How to Be Your True Self in Your Tech Career
Being yourself doesn’t magically happen on its own. In today’s world, you have to take action. Tear down those paper facades shrouding your true identity and finally be who you were always meant to be…so that you can live up to your full career potential. Here are a few ideas:
1. Wear Your Heart on Your Sleeve
There’s this idea that you have to put on a “face” at work and look like you’ve got it all together. Over the years, we’ve fallen for this notion that we’ll hamstring our career potential if we play our true cards and let people know how we really feel. It’s a problem in almost every industry, but something that’s especially prevalent in tech. Vulnerability is something we run from.
But do you want to know the truth? We’re all so focused on ourselves that we really don’t have much time to care about what others are doing. We might take notice, but it’s not like we’re pondering every little detail of what someone else says, wears, or does. Let this free you up to let loose and be yourself.
We’re not telling you to do things that are inappropriate or unprofessional. (This isn’t an invitation to go crazy – it’s an encouragement to express yourself.) Just let your voice be heard. Stop being a chameleon who tries to fit into every workplace clique and present yourself for who you really are.
- Are you a patriotic person? Wear a patriotic shirt and show people that you support America.
- When someone asks you how your weekend was, don’t give them a generic, “Good! How was your weekend?” Instead, let them in on what you did (whether fun, boring, relaxing, frustrating etc.). Being an open book helps people understand who you are.
- Personalize your office or cubicle with items that show you personality. Whether it’s family pictures, pariphanilia of your favorite sports team, or a piece of artwork that you really like, don’t be afraid to show off your interests.

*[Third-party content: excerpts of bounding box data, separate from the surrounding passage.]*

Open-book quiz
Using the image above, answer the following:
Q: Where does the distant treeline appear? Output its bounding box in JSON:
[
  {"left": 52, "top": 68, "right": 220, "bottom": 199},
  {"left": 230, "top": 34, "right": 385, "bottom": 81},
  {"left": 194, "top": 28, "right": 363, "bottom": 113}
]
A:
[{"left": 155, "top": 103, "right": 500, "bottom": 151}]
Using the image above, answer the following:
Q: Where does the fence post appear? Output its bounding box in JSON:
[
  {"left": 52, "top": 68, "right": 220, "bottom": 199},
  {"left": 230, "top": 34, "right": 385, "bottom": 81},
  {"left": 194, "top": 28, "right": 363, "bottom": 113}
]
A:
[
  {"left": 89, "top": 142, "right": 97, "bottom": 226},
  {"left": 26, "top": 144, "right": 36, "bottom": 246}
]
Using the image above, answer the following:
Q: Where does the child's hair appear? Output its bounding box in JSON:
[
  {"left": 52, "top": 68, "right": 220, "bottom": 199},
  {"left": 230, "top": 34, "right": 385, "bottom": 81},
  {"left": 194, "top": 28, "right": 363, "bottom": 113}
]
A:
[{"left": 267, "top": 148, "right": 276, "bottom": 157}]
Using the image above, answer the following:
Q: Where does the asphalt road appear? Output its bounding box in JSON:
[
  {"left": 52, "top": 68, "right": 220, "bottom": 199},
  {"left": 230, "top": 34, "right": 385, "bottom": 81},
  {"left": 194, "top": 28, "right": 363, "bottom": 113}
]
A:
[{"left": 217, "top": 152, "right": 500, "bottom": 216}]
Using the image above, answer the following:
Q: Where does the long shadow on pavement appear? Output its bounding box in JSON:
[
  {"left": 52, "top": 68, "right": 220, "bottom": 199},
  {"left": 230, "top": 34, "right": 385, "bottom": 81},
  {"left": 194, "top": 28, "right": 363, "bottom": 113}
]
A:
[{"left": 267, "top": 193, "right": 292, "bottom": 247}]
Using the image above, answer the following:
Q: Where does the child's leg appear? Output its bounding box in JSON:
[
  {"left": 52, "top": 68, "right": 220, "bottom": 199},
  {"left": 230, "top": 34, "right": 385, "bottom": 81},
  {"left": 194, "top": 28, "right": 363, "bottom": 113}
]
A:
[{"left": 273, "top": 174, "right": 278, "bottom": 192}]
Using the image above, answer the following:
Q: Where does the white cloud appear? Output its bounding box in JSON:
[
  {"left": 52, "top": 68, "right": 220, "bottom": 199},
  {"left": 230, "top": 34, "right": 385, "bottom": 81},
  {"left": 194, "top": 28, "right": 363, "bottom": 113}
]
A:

2. Celebrate Your Strengths
You have a unique set of strengths. Rather than suppressing them and going along with the status quo, try celebrating your strengths. As you celebrate the things you’re good at, you’ll start feeling a sense of meaning and purpose. Life will become enjoyable and meaningful, rather than boring and pointless. (As a bonus, your boss will see you as more valuable and possibly find new opportunities for you in the future.)
3. Get Off Social Media
Finding out who you are at the core and becoming familiar with your true self are hard enough challenges on their own. If you’re spending hours of your week on social media, you’re making things a whole lot more difficult than they have to be.
Social media might be good for some things, but it’s a terrible place to develop a worldview and sense of self. Platforms like Facebook and Instagram are nothing more than idealistic and carefully curated versions of reality. You never see the bad, ugly, or monotonous aspects of life – just the success and glamor. Get off social media and all of that noise goes away. Use this time to do things that improve your career skills, like taking an online tech class or starting a little IT consulting side gig.
Stop Living Someone Else’s Life
People who are authentic at work are proven to be much happier, more satisfied, and less stressed. And according to one study, professionals are 12 percent more productive when they feel authentic in the workplace. In other words, there are practical implications to getting this right.
Most of us think we’re living our own life when we’re actually filtering the majority of our thoughts, feelings, and actions through the perceptions of others. We’re constantly thinking about how the things we say and do will be interpreted by others, which makes us pawns in someone else’s game of chess.
By getting intimately acquainted with who you are at your core, you can embark on a journey of expressing your true self (in your tech career and at home). The hope is that this article has given you a simple framework to build on.